If Mehlich 3 wasn't used, Ammonium Acetate was most likely used for Potassium. Use the Ammonium Acetate Sufficiency Ranges. Bray 1 and/or Bray 2 was likely used if your pH is below 7 (*some labs will use Mehlich for P with AA testing for the cations). If your pH is above 7, Olsen was probably used. Use the appropriate (Bray 1 or 2, or Olsen or Mehlich) Sufficiency Ranges to be found in the thread that follows.

Ammonium Acetate Sufficiency Ranges for K
K: 100-235, 75-175 for sands

P Sufficiency Ranges
Bray 1 (Bray P1, Bray 1-P, Weak Bray)
Sufficiency Range (ppm): 15-30
Bray 2 (Bray P2, Bray 2-P, Strong Bray)
Sufficiency Range (ppm): 40-60
Olsen
Sufficiency Range (ppm): 12-28
Mehlich 3 
Sufficiency Range ppm: 26-54

Nitrogen is the driving force in the turf's usage of nutrients. For every unit of N the plant uses, it will use a proportionate amount of P and K. The following calculations will be based on ppm of elemental P and K with conversion to weights of P2O5 and K2O
For every pound of N applied to the lawn:
Cool season grasses will use approximately 0.3 lbs of P2O5 (or 3 ppm of P) and between .5 and .75 lbs of K2O (or 9-14 ppm of K).
Warm season grasses will use approximately .3 lbs of P2O5 (or 3 ppm of P) and .75 and 1 lbs of K2O(or 13-18 ppm of K).
1. Determine the Total pound of N you will be applying for the growing season.
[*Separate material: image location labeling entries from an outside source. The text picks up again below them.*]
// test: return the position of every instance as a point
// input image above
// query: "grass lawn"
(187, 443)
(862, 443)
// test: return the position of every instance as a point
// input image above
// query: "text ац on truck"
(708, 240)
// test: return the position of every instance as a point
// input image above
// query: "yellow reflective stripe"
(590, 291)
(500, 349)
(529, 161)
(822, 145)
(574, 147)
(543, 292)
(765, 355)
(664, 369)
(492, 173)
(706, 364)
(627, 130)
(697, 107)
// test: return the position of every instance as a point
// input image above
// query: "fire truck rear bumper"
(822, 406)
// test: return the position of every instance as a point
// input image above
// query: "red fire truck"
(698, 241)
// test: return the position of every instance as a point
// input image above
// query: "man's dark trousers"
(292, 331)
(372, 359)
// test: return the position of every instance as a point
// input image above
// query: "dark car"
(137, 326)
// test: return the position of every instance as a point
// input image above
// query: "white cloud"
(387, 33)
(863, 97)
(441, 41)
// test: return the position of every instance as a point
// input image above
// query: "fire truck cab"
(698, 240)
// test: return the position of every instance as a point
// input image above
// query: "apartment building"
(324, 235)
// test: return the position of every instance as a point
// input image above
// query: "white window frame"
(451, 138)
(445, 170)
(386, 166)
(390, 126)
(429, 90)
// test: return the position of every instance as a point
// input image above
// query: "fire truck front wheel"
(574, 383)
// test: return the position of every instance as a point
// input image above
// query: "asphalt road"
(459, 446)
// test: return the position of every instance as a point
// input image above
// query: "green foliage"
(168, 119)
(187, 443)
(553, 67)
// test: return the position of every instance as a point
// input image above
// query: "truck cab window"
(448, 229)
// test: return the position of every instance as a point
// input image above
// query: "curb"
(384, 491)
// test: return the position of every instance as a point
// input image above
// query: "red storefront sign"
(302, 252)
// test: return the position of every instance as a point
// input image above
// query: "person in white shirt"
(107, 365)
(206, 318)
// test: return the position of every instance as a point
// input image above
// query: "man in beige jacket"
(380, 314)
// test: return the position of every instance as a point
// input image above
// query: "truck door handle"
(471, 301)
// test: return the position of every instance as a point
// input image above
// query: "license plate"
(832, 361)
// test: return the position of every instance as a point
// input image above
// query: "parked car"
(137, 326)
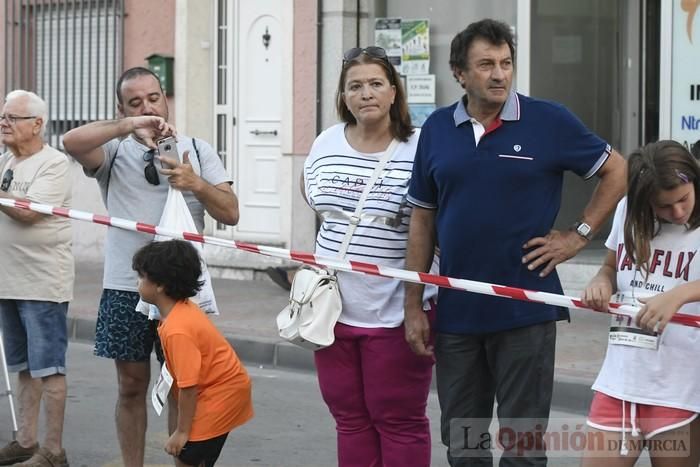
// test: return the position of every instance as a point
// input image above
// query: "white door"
(260, 74)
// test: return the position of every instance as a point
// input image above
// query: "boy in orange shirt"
(213, 387)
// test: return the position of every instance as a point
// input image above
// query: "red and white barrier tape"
(342, 265)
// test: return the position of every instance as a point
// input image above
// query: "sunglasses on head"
(372, 51)
(6, 180)
(150, 171)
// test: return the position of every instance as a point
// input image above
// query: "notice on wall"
(415, 40)
(387, 34)
(685, 87)
(420, 89)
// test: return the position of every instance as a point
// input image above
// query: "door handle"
(257, 132)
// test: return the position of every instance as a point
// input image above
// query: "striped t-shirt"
(335, 176)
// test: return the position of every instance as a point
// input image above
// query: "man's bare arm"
(558, 246)
(419, 257)
(85, 143)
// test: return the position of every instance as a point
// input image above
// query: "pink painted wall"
(149, 27)
(305, 67)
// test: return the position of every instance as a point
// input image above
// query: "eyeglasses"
(7, 179)
(150, 171)
(373, 51)
(12, 119)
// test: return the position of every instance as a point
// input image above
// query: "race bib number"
(159, 394)
(632, 336)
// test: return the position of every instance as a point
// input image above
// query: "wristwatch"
(583, 230)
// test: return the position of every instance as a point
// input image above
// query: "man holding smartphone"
(120, 155)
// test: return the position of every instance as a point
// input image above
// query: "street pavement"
(249, 307)
(291, 427)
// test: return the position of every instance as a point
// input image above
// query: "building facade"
(257, 79)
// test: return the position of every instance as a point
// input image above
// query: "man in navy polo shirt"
(486, 188)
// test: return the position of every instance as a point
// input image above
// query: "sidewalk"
(249, 307)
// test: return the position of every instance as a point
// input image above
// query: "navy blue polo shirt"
(491, 197)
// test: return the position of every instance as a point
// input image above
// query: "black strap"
(109, 171)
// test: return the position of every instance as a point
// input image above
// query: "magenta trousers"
(376, 388)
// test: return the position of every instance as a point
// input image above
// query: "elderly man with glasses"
(36, 282)
(134, 183)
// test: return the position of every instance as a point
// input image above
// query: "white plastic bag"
(176, 216)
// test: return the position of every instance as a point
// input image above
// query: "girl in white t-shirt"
(647, 394)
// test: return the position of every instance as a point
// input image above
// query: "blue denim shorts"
(122, 333)
(35, 336)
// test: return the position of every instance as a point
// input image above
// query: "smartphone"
(167, 147)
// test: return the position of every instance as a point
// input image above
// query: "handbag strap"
(355, 218)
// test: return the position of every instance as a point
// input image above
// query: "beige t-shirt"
(37, 261)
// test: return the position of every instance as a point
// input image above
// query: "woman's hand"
(597, 293)
(658, 310)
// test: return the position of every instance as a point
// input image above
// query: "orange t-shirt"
(198, 355)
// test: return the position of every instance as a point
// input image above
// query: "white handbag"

2. Multiply the Total number of lbs of N by 3 to determine the total amount of P the turf will be expected to use for the season as ppm.
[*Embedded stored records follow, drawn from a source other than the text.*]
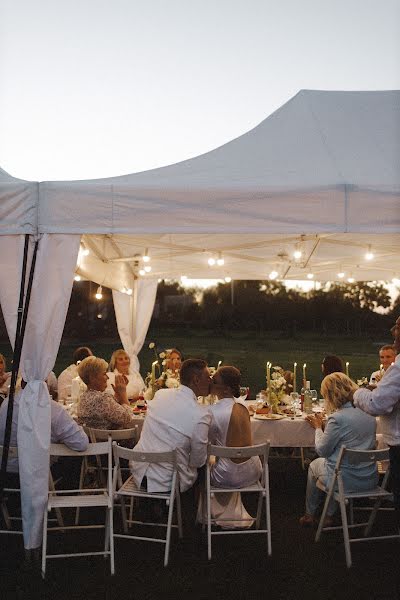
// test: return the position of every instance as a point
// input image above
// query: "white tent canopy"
(320, 173)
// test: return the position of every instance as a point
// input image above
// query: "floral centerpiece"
(165, 378)
(278, 386)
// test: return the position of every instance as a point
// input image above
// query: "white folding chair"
(345, 499)
(102, 435)
(90, 498)
(261, 488)
(10, 519)
(128, 489)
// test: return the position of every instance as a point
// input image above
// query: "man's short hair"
(387, 347)
(81, 353)
(190, 368)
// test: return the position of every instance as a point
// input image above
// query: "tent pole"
(19, 338)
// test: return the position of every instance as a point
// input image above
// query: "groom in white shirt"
(170, 420)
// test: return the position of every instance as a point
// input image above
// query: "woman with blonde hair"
(120, 364)
(97, 407)
(346, 426)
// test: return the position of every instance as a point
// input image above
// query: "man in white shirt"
(170, 421)
(384, 400)
(387, 356)
(66, 377)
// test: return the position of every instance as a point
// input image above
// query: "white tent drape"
(133, 314)
(51, 291)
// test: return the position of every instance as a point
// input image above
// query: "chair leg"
(169, 528)
(179, 512)
(346, 537)
(81, 480)
(44, 546)
(111, 537)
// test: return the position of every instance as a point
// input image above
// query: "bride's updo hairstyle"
(230, 377)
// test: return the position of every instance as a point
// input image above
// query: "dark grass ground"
(298, 568)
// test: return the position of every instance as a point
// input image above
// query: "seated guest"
(66, 377)
(98, 408)
(64, 430)
(5, 379)
(387, 356)
(120, 364)
(332, 364)
(228, 425)
(171, 418)
(346, 426)
(172, 366)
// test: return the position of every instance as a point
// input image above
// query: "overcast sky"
(95, 88)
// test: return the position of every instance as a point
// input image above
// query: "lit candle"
(153, 371)
(269, 379)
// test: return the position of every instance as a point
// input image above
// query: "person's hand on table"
(315, 420)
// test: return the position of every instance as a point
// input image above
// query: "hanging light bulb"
(369, 254)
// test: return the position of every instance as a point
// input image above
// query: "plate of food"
(269, 417)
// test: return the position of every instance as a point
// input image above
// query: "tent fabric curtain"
(133, 314)
(51, 291)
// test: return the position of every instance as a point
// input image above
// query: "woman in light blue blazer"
(346, 426)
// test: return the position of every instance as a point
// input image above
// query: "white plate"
(269, 417)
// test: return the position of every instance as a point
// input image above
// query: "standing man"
(170, 421)
(385, 401)
(387, 356)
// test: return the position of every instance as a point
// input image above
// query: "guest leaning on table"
(100, 409)
(384, 400)
(346, 426)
3. Multiply the Total number of lbs of N by 9 (for cool season turf) or 13 (for warm season turf) to determine the total amount of K the turf will be expected to use for the season as ppm.
4. Compare your soil test ppm for P and K to the appropriate sufficiency range.
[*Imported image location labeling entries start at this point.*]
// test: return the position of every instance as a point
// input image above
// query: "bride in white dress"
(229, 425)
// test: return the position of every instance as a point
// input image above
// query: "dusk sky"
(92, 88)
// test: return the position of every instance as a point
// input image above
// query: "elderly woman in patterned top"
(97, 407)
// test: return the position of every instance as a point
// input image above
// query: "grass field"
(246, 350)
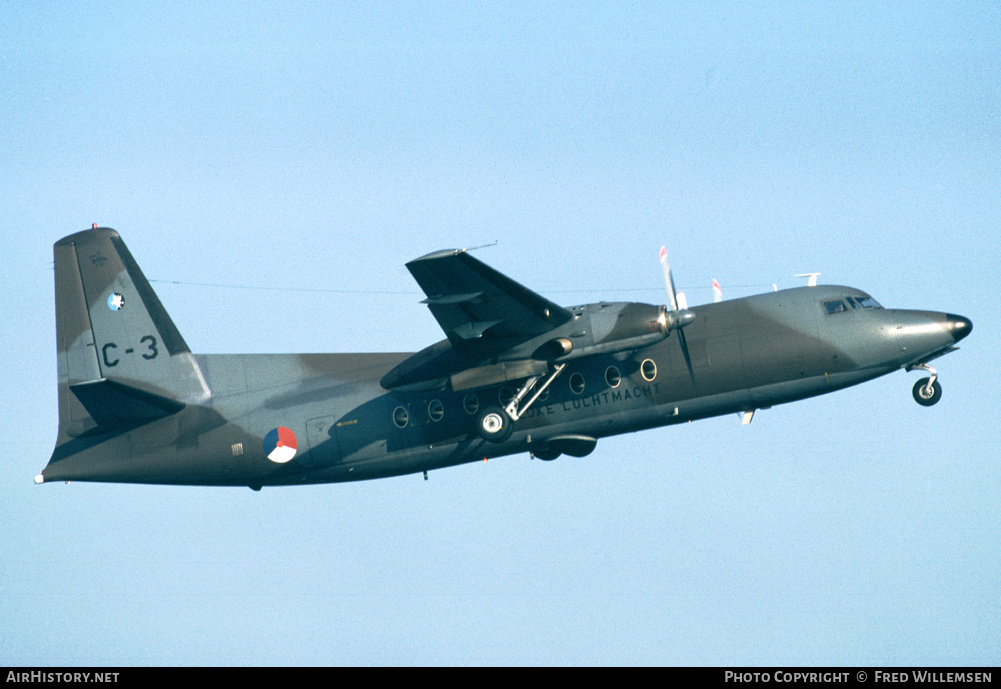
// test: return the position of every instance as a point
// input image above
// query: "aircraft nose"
(958, 325)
5. a) If your soil test ppm value for P falls within the range, an adjustment value is 0, no adjustment.
5. b) If your soil test ppm value for P is below the sufficiency range, select a ppm value somewhere in the middle of the sufficiency range. Subtract the test report ppm value for P from your selected mid-range sufficiency range value. This value will be the P "addition" adjustment.
5. c) If your soil test ppm value for P is above the sufficiency range, select a ppm value somewhere in the middle of the sufficiency range. Subtract your selected mid-range sufficiency range value for P from the test report ppm value for P. This value will be the P "subtraction" adjustment.
6. a) If your soil test ppm value for K falls within the range, an adjustment value is 0, no adjustment.
b) If your soil test ppm value for K is below the sufficiency range, select a ppm value somewhere in the middle of the sufficiency range. Subtract the test report ppm value for K from your selected mid-range sufficiency range value. This value will be the K "addition" adjustment.
c) If your soil test ppm value for K is above the sufficiency range, select a ppm value somewhere in the middle of the sufficiency range. Subtract your selected mid-range sufficiency range value for K from the test report ppm value for K. This value will be the K "subtraction" adjustment.
7. Add the value calculated in step 2 to the value calculated in step 5 b (if applicable) or subtract the value calculated in step 5 c (if applicable) from the value calculated in step 2. If the result is zero or a negative number, the soil contains sufficient P and no P application is needed for the season. If the result is a positive number, then divide by 9. The result will be the total pounds of P2O5 fertilizer that needs to be applied for season to meet turf requirements and soil reserves. Do not apply more than 1lb/M of P2O5 within a 30 day period.
8. Add the value calculated in step 3 to the value calculated in step 6 b (if applicable) or subtract the value calculated in step 6 c (if applicable) from the value calculated in step 3. If the result is zero or a negative number, the soil contains sufficient K and no K application is needed for the season. If the result is a positive number, then divide by 18. The result will be the total pounds of K2O fertilizer that needs to be applied for the season to meet turf requirements and soil reserves. Do not apply more than 1lb/M of K20 within a 30 day period.


----------